Le maintien de l’ordre est lui aussi entré dans une logique de prestation de services. Les groupes communautaires, face aux problèmes d’insécurité, sont fortement incités à confier à des opérateurs privés les tâches de protection des biens et des personnes, et de maintien de l’ordre. Des missions de plus en plus nombreuses ne sont plus gratuites mais sont facturées, par des opérateurs privés ou publics.
Une analyse détaillée des effets dévastateurs de l’ouragan Katrina clôt le chapitre en offrant une étude de cas particulièrement éclairante sur les conséquences du désengagement de l’Etat fédéral en faveur d’une (ir)responsabilisation des acteurs locaux (démantèlement de la FEMA, Federal Emergency, agence fédérale de gestion des risques, créée en 1979, après le 11 septembre). Là aussi, l’idée dominante est que dans une société libérale (ownership society) la prévention relève du libre choix et de la contractualisation des groupes locaux, et finalement du marché. La dévastation de la Nouvelle Orléans et du littoral du Golfe est d’ailleurs ouvertement présentée par nombre d’acteurs locaux comme une opportunité de « gentrification » accélérée de la ville et de laboratoire d’expérimentation néo-libérale pour la région. L’évocation des résistances à cette dérégulation généralisée tient peu de place.

La conclusion élargit la réflexion au modèle social américain, et aux trois instances idéologiques qui le fondent (économique, territoriale et individuelle).

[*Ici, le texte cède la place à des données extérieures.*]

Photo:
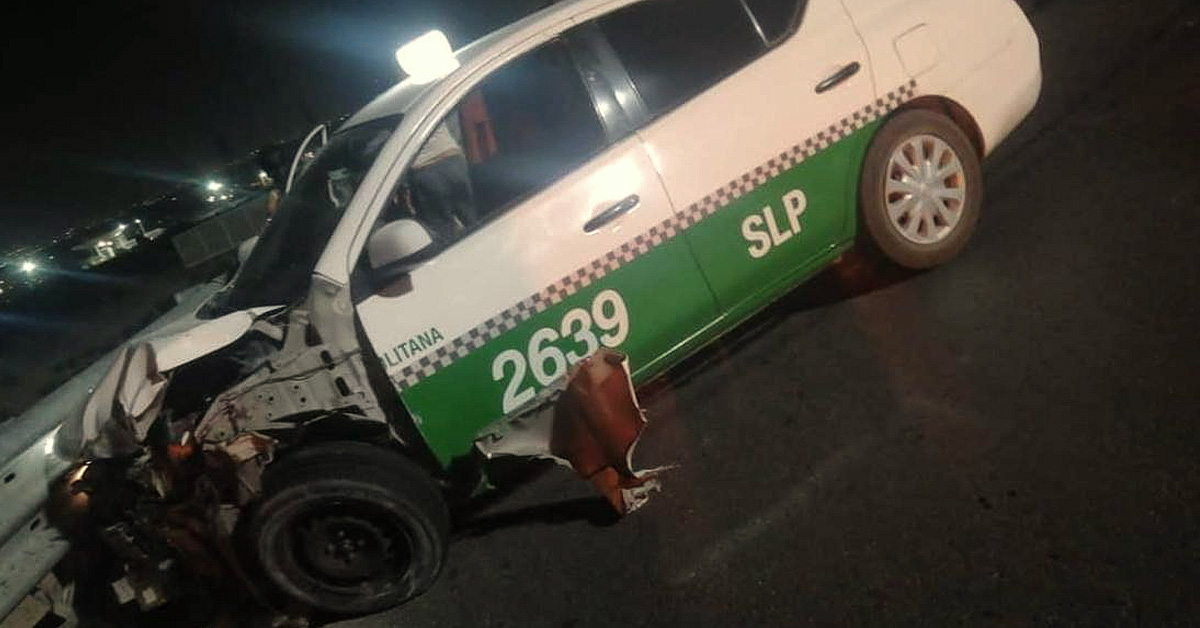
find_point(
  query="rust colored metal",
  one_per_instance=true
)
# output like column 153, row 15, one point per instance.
column 597, row 425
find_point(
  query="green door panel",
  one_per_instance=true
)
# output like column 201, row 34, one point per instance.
column 642, row 309
column 783, row 226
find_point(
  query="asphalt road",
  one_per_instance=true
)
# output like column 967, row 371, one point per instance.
column 1007, row 441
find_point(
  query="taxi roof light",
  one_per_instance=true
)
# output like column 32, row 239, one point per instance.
column 427, row 58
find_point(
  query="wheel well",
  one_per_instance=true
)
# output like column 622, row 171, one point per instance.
column 336, row 428
column 957, row 113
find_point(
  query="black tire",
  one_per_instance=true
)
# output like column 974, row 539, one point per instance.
column 349, row 528
column 885, row 235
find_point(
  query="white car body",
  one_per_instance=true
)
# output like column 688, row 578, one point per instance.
column 726, row 199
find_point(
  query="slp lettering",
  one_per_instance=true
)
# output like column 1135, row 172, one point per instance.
column 766, row 232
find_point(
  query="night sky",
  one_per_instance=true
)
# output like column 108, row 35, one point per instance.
column 107, row 105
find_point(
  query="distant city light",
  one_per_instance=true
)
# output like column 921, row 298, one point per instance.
column 427, row 58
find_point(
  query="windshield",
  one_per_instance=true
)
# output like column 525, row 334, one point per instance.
column 279, row 269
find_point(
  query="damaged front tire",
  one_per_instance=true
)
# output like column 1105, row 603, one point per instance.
column 349, row 528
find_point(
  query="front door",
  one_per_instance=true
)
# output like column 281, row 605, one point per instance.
column 561, row 251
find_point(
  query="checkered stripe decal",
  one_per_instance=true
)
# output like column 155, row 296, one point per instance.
column 555, row 293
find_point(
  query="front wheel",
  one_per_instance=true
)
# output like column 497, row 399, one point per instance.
column 921, row 191
column 349, row 528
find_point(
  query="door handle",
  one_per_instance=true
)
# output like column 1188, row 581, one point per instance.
column 623, row 207
column 839, row 77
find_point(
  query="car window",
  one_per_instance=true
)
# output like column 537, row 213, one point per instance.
column 775, row 17
column 521, row 129
column 675, row 49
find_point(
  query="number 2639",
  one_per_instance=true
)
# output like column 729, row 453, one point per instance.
column 551, row 351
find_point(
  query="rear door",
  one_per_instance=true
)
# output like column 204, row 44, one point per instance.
column 570, row 253
column 757, row 130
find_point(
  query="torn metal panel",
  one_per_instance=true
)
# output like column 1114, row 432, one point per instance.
column 588, row 420
column 126, row 401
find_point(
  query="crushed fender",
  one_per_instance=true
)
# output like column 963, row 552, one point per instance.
column 589, row 420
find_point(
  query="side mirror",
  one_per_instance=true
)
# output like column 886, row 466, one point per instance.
column 397, row 247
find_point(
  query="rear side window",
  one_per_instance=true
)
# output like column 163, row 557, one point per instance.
column 675, row 49
column 775, row 17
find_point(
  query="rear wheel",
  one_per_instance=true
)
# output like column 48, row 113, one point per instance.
column 922, row 190
column 349, row 528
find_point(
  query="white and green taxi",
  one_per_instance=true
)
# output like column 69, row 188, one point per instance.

Appuyée par un schéma interprétatif, elle relève les implications spatiales majeures des évolutions de la question sociale aux Etats-Unis. Le séparatisme spatial, la fragmentation des territoires, la recherche de l’ « entre soi », la mythification d’un espace local vertueux aux qualités intrinsèques absolues (proximité, réactivité, démocratie, liberté), la banalisation géographique des inégalités et le délitement des solidarités collectives,… : le travail de David Giband est non seulement une source d’informations de très grande qualité sur la géographie des Etats-Unis (utile à chacun d’entre nous, en Lycée comme en Collège), mais il constitue aussi une excellente démonstration de ce qu’est la géographie, une lecture de la société dans sa dimension spatiale.
Quelques photos, plusieurs encarts, de nombreux tableaux, graphiques et cartes (certes en noir et blanc, mais variant les échelles, claires et utiles) appuient la réflexion générale. On trouve aussi une bibliographie utile car élargie aux articles de revues et aux sources américaines, et surtout un glossaire indispensable reprenant la traduction et précisant la définition des processus les plus importants.